Une pétition a été lancée pour aider les artistes soudanais. Vous-mêmes avez raconté que certains membres de l'équipe du film n'ont pas obtenu de visa pour venir au Festival de Cannes. Les artistes soudanais ne bénéficient-ils pas d'une aide suffisante aujourd'hui ?

Ce n'est pas seulement aujourd'hui le cas, mais depuis toujours. Les artistes soudanais n'ont jamais été suffisamment soutenus. J'ai entendu parler de cette pétition et je remercie les personnes qui l'ont lancée. J'espère qu'elle sera utile d'une manière ou d'une autre, car il est vraiment douloureux que les artistes qui ont réalisé ce film et d'autres artistes ne puissent plus exercer leur art, réaliser des films et obtenir des visas. Cela me brise le coeur.

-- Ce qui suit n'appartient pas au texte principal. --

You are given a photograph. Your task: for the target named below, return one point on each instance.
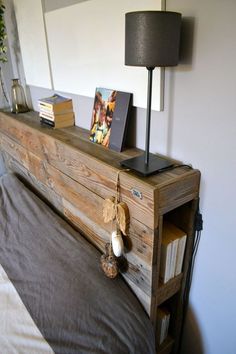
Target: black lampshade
(152, 38)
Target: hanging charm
(118, 212)
(117, 243)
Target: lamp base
(156, 164)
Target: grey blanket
(58, 277)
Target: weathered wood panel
(84, 209)
(86, 169)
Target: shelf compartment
(167, 346)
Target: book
(55, 125)
(55, 103)
(57, 114)
(110, 117)
(57, 117)
(169, 251)
(163, 320)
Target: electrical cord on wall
(198, 227)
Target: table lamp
(152, 40)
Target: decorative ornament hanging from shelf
(117, 212)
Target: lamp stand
(147, 164)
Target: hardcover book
(110, 118)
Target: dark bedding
(76, 308)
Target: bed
(52, 190)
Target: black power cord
(198, 227)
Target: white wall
(201, 109)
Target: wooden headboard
(75, 176)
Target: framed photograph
(110, 118)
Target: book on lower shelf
(163, 320)
(172, 251)
(55, 104)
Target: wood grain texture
(75, 176)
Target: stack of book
(172, 251)
(56, 111)
(163, 320)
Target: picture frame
(110, 115)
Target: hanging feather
(117, 243)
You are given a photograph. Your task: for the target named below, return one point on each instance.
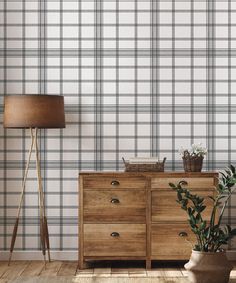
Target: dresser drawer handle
(115, 183)
(183, 234)
(115, 200)
(115, 234)
(183, 183)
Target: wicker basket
(192, 163)
(144, 167)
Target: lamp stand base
(44, 236)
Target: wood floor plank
(33, 269)
(68, 268)
(172, 272)
(15, 269)
(51, 269)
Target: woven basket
(192, 163)
(144, 167)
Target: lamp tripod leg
(43, 219)
(13, 239)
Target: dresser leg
(148, 264)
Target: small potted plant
(208, 262)
(193, 157)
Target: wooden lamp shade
(34, 111)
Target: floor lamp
(34, 112)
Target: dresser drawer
(165, 207)
(114, 182)
(168, 241)
(193, 183)
(114, 240)
(114, 206)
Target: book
(143, 160)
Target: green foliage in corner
(210, 234)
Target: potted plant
(193, 157)
(208, 262)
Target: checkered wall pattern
(140, 77)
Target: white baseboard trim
(62, 255)
(37, 255)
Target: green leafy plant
(209, 233)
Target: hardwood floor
(165, 271)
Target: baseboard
(62, 255)
(37, 255)
(231, 255)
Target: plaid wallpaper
(140, 77)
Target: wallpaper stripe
(139, 77)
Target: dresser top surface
(150, 174)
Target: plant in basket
(193, 157)
(208, 262)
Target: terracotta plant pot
(204, 267)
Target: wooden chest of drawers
(135, 215)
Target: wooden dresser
(134, 216)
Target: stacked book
(143, 160)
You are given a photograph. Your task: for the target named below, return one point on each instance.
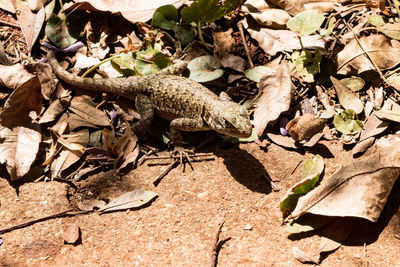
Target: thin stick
(214, 254)
(246, 48)
(166, 171)
(45, 218)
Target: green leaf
(124, 64)
(376, 20)
(306, 22)
(59, 33)
(165, 17)
(312, 169)
(306, 64)
(185, 34)
(205, 69)
(206, 11)
(331, 25)
(391, 30)
(150, 61)
(255, 74)
(346, 122)
(354, 83)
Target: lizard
(188, 105)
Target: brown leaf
(275, 87)
(302, 256)
(31, 24)
(132, 10)
(84, 107)
(275, 41)
(383, 51)
(347, 98)
(68, 156)
(359, 189)
(335, 233)
(14, 76)
(71, 234)
(305, 126)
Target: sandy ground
(179, 227)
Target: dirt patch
(178, 228)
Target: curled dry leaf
(305, 126)
(275, 87)
(18, 131)
(359, 189)
(71, 234)
(132, 10)
(274, 41)
(133, 199)
(85, 108)
(383, 51)
(347, 98)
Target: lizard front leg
(144, 106)
(188, 125)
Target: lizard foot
(184, 155)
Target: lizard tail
(109, 85)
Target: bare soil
(179, 227)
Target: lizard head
(229, 118)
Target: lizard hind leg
(144, 106)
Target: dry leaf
(275, 87)
(265, 15)
(383, 51)
(84, 107)
(67, 157)
(132, 10)
(335, 233)
(133, 199)
(347, 98)
(31, 24)
(305, 127)
(71, 234)
(14, 76)
(359, 189)
(302, 257)
(274, 41)
(7, 5)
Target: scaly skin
(187, 104)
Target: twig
(53, 216)
(214, 254)
(9, 24)
(369, 57)
(271, 183)
(246, 48)
(166, 171)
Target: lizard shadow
(245, 169)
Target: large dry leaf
(347, 98)
(14, 76)
(85, 108)
(265, 15)
(384, 51)
(275, 87)
(70, 154)
(19, 148)
(274, 41)
(132, 10)
(359, 189)
(31, 24)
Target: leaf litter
(69, 134)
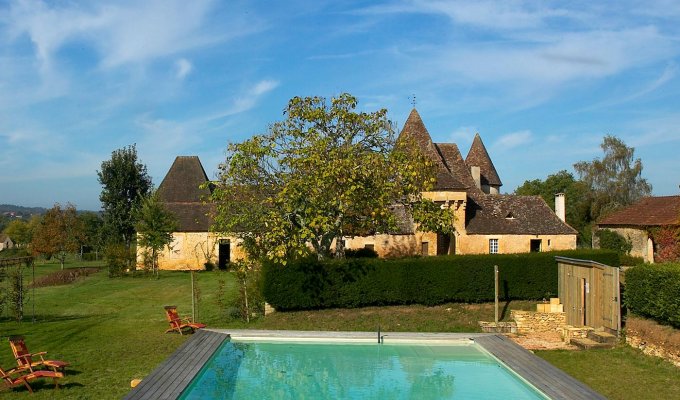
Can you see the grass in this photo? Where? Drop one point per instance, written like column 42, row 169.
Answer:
column 620, row 373
column 111, row 331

Pourquoi avez-vous dédié le film à votre père ?

J'ai deux filles adorables, Lara et Serene, et mon père est décédé après la naissance de Serene. Tout au long de sa vie, mon père m'a demandé d'avoir un fils pour que son nom de famille puisse continuer à exister. Parce que dans notre partie du monde, les filles ne transmettent pas leur nom. Avant la mort de mon père, je lui ai dit que j'allais faire quelque chose de mieux que d'avoir un garçon, que j'allais faire un film, et que ce film vivrait pour toujours, même plus longtemps qu'un garçon. Il a souri. Il n'y croyait pas, mais il a souri. Pour cela, j'ai dédié le film à mon père. Je pense que son nom vivra pour toujours maintenant.